Cosa pensa il ministro dell’Economia

Giovanni Tria ha dato la sua prima intervista, che è stata notata per delle idee un po' diverse da quelle di Lega e M5S

Il ministro dell'Economia Giovanni Tria durante il dibattito sul voto di fiducia al governo Conte alla Camera, il 6 giugno 2018 (ANSA/RICCARDO ANTIMIANI)
Il ministro dell'Economia Giovanni Tria durante il dibattito sul voto di fiducia al governo Conte alla Camera, il 6 giugno 2018 (ANSA/RICCARDO ANTIMIANI)

Sul Corriere della Sera di oggi c’è un’intervista al ministro dell’Economia Giovanni Tria, la prima da quando si è insediato il governo Conte. Tria ha rassicurato sulla situazione economica italiana, nonostante le gravi perdite sui mercati delle scorse settimane, spiegandole come «normali interrogativi che accompagnano una transizione politica». Ha poi ribadito chiaramente che il governo non solo non vuole uscire dall’euro, ma che agirà «in modo tale che non si avvicinino condizioni che possano mettere in discussione la nostra presenza nell’euro».

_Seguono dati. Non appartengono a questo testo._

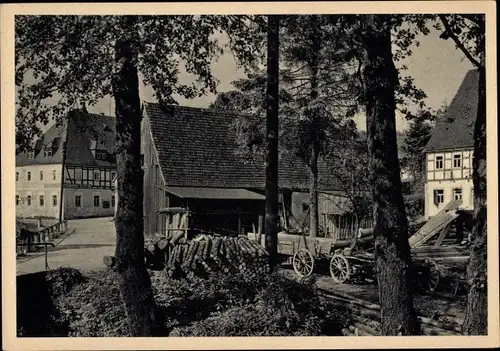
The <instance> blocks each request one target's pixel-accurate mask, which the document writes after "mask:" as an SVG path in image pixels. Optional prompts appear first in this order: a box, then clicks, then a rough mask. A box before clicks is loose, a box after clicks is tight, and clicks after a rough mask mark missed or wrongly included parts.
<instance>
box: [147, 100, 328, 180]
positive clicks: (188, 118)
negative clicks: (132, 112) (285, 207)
mask: <svg viewBox="0 0 500 351" xmlns="http://www.w3.org/2000/svg"><path fill="white" fill-rule="evenodd" d="M145 111H146V117H147V118H148V119H149V121H150V123H151V131H152V135H153V140H154V143H155V147H156V150H157V151H158V159H159V163H160V166H161V170H162V173H163V176H164V179H165V181H166V183H167V186H180V187H182V186H184V187H215V188H254V189H263V188H264V185H265V163H264V162H258V163H257V162H255V163H252V162H248V161H245V160H244V158H243V157H242V156H239V155H238V154H237V153H236V150H237V145H236V140H235V134H234V131H233V129H232V121H234V119H235V118H236V117H237V115H236V114H234V113H230V112H221V111H214V110H210V109H202V108H194V107H183V106H174V105H168V106H160V105H159V104H155V103H146V104H145ZM279 162H280V165H279V166H280V167H279V175H278V182H279V186H280V187H283V188H291V189H308V188H309V175H308V170H307V167H306V165H305V164H304V162H303V161H302V160H301V159H299V158H298V157H294V156H292V155H285V154H283V155H281V156H280V161H279ZM318 168H319V169H320V184H323V185H324V186H323V187H324V188H329V189H338V186H336V185H335V184H332V183H326V182H324V183H323V182H321V173H322V172H323V173H324V172H325V170H326V165H324V164H320V165H319V167H318Z"/></svg>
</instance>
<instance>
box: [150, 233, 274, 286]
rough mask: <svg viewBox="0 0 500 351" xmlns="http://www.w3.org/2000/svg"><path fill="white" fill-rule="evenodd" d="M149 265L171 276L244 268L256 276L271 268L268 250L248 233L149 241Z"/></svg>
mask: <svg viewBox="0 0 500 351" xmlns="http://www.w3.org/2000/svg"><path fill="white" fill-rule="evenodd" d="M145 253H146V265H148V266H149V267H150V268H152V267H161V269H163V270H165V271H166V272H167V274H168V275H169V276H171V277H172V276H176V275H177V274H190V273H192V274H196V275H199V274H207V273H208V274H209V273H212V272H216V271H220V272H224V273H234V272H241V273H243V274H244V275H245V276H246V277H248V278H250V279H253V278H256V277H258V276H261V275H264V274H267V273H269V272H270V266H269V260H268V256H269V255H268V253H267V252H266V250H265V249H264V248H263V247H262V246H260V245H259V244H258V243H257V242H256V241H254V240H249V239H247V238H246V237H219V236H211V235H200V236H198V237H196V238H194V239H193V240H189V241H187V240H185V239H184V238H180V237H178V236H173V237H171V238H169V237H163V238H157V240H153V241H150V242H149V243H147V245H146V248H145Z"/></svg>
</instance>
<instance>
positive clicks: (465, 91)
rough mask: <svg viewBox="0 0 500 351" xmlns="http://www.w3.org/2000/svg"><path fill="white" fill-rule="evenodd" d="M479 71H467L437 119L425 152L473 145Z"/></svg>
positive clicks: (476, 113)
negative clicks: (431, 135)
mask: <svg viewBox="0 0 500 351" xmlns="http://www.w3.org/2000/svg"><path fill="white" fill-rule="evenodd" d="M478 82H479V73H478V70H477V69H473V70H470V71H469V72H467V74H466V76H465V78H464V80H463V81H462V84H461V85H460V87H459V88H458V91H457V93H456V94H455V97H454V98H453V100H452V102H451V104H450V106H449V107H448V109H447V111H446V113H445V114H444V116H443V117H442V118H441V120H438V121H437V123H436V127H435V129H434V132H433V133H432V136H431V138H430V140H429V142H428V143H427V145H426V147H425V150H424V151H425V152H431V151H439V150H445V149H455V148H469V147H470V148H472V147H473V146H474V137H473V135H474V134H473V133H474V121H475V120H476V115H477V103H478Z"/></svg>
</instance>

Le proposte di Tria sono state descritte da molti osservatori come rassicuranti per i mercati internazionali, ma in alcuni casi diverse da quelle contenute nel “contratto di governo” tra Lega e Movimento 5 Stelle, e in generale dalle posizioni tenute dai due partiti in campagna elettorale. È per sembrato favorevole alla realizzazione di infrastrutture come la TAV in Piemonte e il gasdotto TAP in Puglia, fortemente osteggiate dal M5S, e contrario all’emissione di mini-Bot, cioè i titoli di Stato di piccolo taglio che dovrebbero funzionare da “moneta alternativa”, la cui efficacia è sostenuta dalla Lega. Ha poi sostenuto la necessità di proseguire con la riduzione del rapporto tra debito e PIL, aggiungendo che vanno preferite le riforme strutturali al deficit spending, cioè l’aumento della spesa pubblica senza coperture nelle entrate statali. In un passaggio, poi, ha riconosciuto che la riforma delle banche popolari del governo Renzi ha portato a «dei passi avanti», anche se il sistema a suo dire va rafforzato.

Giovanni Tria, 69 anni, è un professore dal sorriso ironico dietro il quale s’intuisce la capacità di irrigidirsi per le cose in cui crede. Si scusa di non avere un biglietto da visita da ministro dell’Economia («non ho avuto il tempo di farlo»): da quando è entrato in via XX Settembre non ha fatto che controllare dati e dossier.

Ministro, l’esordio del governo è difficile. I rendimenti dei titoli di Stato sono molto staccati da Spagna e Portogallo. Sulle scadenze brevi c’è stato il sorpasso della Grecia. Come lo spiega? 
«La situazione è complessa in generale, sui mercati internazionali. C’è un aumento del prezzo del rischio e della volatilità ovunque. Su questo sfondo è normale che ci possano essere apprensioni in un momento di forte svolta politica in Italia. Ma i fondamentali della nostra economia sono a posto».

Gli investitori non sembrano crederlo.
«Stiamo ai fatti. Negli ultimi 25 anni, l’Italia ha un avanzo primario(prima di pagare gli interessi, ndr) fra i più alti d’Europa. Non ci si può accusare di politiche di bilancio avventurose. Ci portiamo dietro un debito che viene da lontano, certo. Ma abbiamo una posizione finanziaria netta con l’estero ormai quasi in equilibrio, quasi tanti crediti quanti debiti, e di questo passo saremo creditori netti sul resto del mondo in pochi anni. Vantiamo un avanzo significativo negli scambi con l’estero. Sono elementi oggettivi da crisi finanziaria? Direi di no. Mi spiego questa fase con i normali interrogativi che accompagnano una transizione politica».